Opinions 24 November 2014

Simon Chapman: Up in smoke

Simon Chapman: Up in smoke - Featured Image
Authored by
Simon Chapman

AUSTRALIA’S pioneering plain tobacco packaging legislation, which was fully implemented 2 years ago, is the single most important piece of tobacco legislation ever introduced.
    
I reached this conclusion while doing research for my book*, covering the history of the idea, its implementation and impact, and the global apoplexy in the tobacco industry.

Experienced tobacco control advocates have long spoken of the “scream test” of policy impact — if a new policy gets no reaction from the tobacco industry it rarely has an impact, but if the industry screams blue murder the impact will be large.

With plain packs, the screams are still being heard.

In forecasting the impact, the industry and its supporters from the outset seemed intent on imitating the mythical creature from Hugh Lofting’s Doctor Dolittle books, the pushmi-pullyu. This was the two-headed beast that tried to move in opposite directions at the same time.

For example, the astroturfed Alliance of Australian Retailers (bankrolled by the tobacco industry) ran a multimedia campaign asserting that plain packs “would not work”, meaning they wouldn’t reduce sales.

This refrain was megaphoned at every opportunity. However, it created a small problem for another central plank of the industry’s case — at the other end of the pushmi-pullyu — because the British American Tobacco-funded Institute of Public Affairs (IPA) was warning that plain packaging would reduce sales by up to an unprecedented 30% in the first year and by further 30% tranches in every year after that.

Nothing in the history of tobacco control has ever had such an impact. A back-of-an-envelope calculation shows that starting with an annual consumption of 24 032 million cigarettes and cigarette equivalents in 2010‒2011, and reducing this by 30% every year, by 2020 consumption would have fallen to just 969.4 million sticks — just 4% of the starting point.

The IPA confidently predicted that the High Court would order the government to compensate the companies concerned for all of this massive loss — $3 billion a year was the scary, big number it chose.

After being humiliated in the High Court by a 6:1 judgment, the industry quickly moved the pushmi-pullyu beast out of sight into a back paddock and put all its efforts into three main arguments.

They were that (1) the packs were not causing any reduction in sales; but (2) they were driving smokers down-market to buy cheaper brands with lower profit margins for manufacturers and retailers; and (3) the illicit market was booming, all because of plain packaging.
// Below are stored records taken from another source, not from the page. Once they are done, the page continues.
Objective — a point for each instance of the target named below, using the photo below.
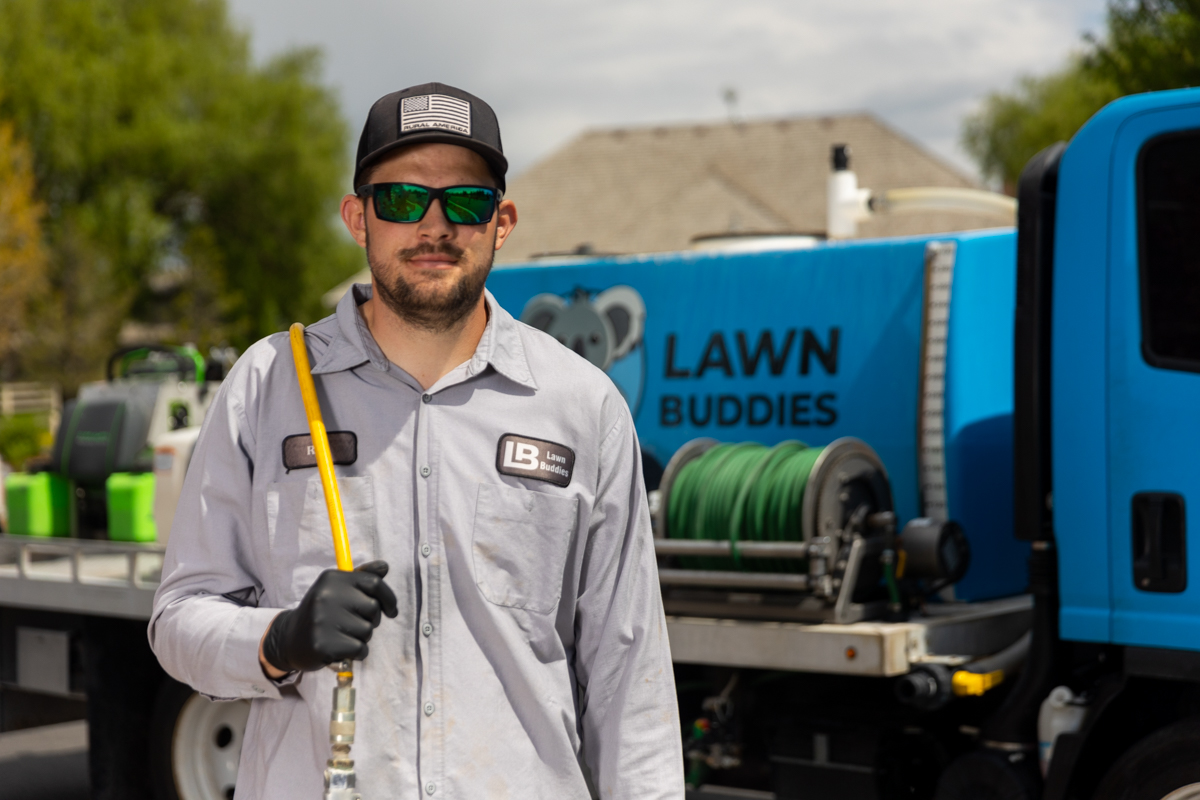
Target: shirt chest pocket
(520, 543)
(301, 539)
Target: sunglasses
(462, 205)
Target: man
(491, 474)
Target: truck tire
(1161, 767)
(196, 744)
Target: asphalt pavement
(47, 763)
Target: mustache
(425, 248)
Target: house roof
(655, 188)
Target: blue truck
(919, 504)
(984, 589)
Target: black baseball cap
(432, 112)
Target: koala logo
(606, 330)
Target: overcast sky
(553, 67)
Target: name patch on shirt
(299, 451)
(537, 458)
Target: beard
(443, 301)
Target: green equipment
(131, 506)
(39, 504)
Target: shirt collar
(352, 344)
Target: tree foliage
(186, 188)
(22, 254)
(1149, 46)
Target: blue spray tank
(904, 343)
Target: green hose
(743, 493)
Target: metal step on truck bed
(79, 576)
(951, 635)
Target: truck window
(1169, 222)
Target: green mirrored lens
(401, 202)
(469, 205)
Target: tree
(22, 254)
(1150, 44)
(185, 187)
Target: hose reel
(780, 533)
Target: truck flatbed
(79, 576)
(952, 635)
(119, 579)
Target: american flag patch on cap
(435, 112)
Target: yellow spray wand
(340, 777)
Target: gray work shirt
(531, 656)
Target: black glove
(334, 621)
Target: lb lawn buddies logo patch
(437, 112)
(299, 452)
(537, 458)
(605, 329)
Laughable figures were strewn about by a panicked industry claiming that one in six cigarettes smoked in Australia were purchased illicitly under-the-counter. Ordinary smokers knew where to buy these, but the hapless federal police and customs, with all their resources and intelligence, didn’t.

In July 2014, the Australian Institute of Health and Welfare released the results of its latest national survey of tobacco use. These surveys have been conducted every 3 years since 1991, when 24.3% of Australians aged 14 years and over smoked on a daily basis.

In November 2013, just 12.8% of adults smoked daily. With another 3% smoking less than daily, Australia now has the lowest smoking rate in the world at just 15.8%. The percentage fall in Australia between 2010 and 2013 was a record 15.5%. The average percentage decline across the nine triennial surveys since 1991 had been 7.6%, with the previous biggest fall being 11%.

My book, coauthored by public health researcher Dr Becky Freeman, forensically reviews the claims of the tobacco industry about plain packaging, and the steady stream of evidence that has been published evaluating its impact. Nine other nations are already at various stages in their plans to introduce plain packs.

Tobacco is an exceptionally deadly product, and this important legislation seems destined to drive a lethal stake into the still-beating heart of tobacco marketing and promotion.
 


Professor Simon Chapman AO is professor of public health at the University of Sydney. On Twitter@Simonchapman6

*The book Removing the emperor’s clothes: Australia and tobacco plain packaging will be published by Sydney University Press this week and will be available as a free e-book from 26 November.